Of course, some experiments are decisive. In The Invention of Science, Wootton cites the early 16th-century voyages of Amerigo Vespucci, which showed that the New World was a separate continent, not the “back end” of Asia – thereby destroying the theory that the Earth was made of non-concentric spheres of earth and water, with the solid sphere breaking the surface of the liquid one at just one place. But even so, the Quine–Duhem thesis deserves to be much better known among working scientists. Add in the current talk of a “replication crisis” in the life and social sciences (Nature 526 163), and the fantasy that experiments resolve everything – so-called “experimental realism” – looks increasingly threadbare.

Some famous scientists have stated explicitly that they refuse to accept experiment as the ultimate authority anyway. If observations of the 1919 solar eclipse had failed to support general relativity, Einstein averred that “I would have been sorry for the dear Lord, for the theory is correct.” His Princeton colleague, the mathematician Herman Weyl, claimed that “My work always tries to unite the true with the beautiful; but when I had to choose one or the other, I usually chose the beautiful.” Not all theorists hold such strong views about beauty as a guide, but even so, if a theory were dropped the moment an experimental result seemed to contradict it, progress would be impossible.

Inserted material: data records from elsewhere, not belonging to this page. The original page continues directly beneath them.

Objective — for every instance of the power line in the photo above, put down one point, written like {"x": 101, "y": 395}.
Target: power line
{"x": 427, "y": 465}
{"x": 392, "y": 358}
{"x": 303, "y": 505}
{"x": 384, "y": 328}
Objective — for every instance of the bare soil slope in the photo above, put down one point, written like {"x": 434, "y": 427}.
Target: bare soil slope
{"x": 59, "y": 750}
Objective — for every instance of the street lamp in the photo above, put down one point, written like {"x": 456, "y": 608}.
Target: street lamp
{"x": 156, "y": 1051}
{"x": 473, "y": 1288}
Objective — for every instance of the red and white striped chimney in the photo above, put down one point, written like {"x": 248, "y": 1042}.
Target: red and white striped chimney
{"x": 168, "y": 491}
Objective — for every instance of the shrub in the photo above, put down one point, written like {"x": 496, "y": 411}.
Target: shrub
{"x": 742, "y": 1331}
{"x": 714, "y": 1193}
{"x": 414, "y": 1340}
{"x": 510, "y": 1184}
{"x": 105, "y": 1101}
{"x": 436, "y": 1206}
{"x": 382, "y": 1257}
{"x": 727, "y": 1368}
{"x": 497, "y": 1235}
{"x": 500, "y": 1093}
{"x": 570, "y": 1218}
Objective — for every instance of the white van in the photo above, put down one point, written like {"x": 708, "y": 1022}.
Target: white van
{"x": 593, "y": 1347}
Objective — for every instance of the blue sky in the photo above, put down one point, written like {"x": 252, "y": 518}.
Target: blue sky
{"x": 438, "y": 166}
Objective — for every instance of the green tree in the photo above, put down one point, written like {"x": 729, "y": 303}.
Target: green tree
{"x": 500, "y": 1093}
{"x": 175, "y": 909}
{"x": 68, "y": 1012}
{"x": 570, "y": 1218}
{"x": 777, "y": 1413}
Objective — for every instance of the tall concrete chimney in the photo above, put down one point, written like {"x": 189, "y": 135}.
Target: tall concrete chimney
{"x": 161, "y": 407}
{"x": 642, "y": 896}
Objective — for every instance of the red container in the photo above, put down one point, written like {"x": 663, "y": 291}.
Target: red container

Ultimately, science does seem able to find ever more dependable, more accurate, more predictive theories. It works. But this doesn’t mean we should imagine that bad theories or ideas hold back good ones. To do so is to put the cart before the horse, or to suppose that history has a goal (something that, of all people, an evolutionary biologist like Coyne ought to recognize as a mistake). Instead, we need to explore in detail how science evolves: as Wootton puts it, “to understand how reliable knowledge and scientific progress can and do result from a flawed, profoundly contingent, culturally relative and all-too-human process”. When we start wishing away history, we lose sight of that process.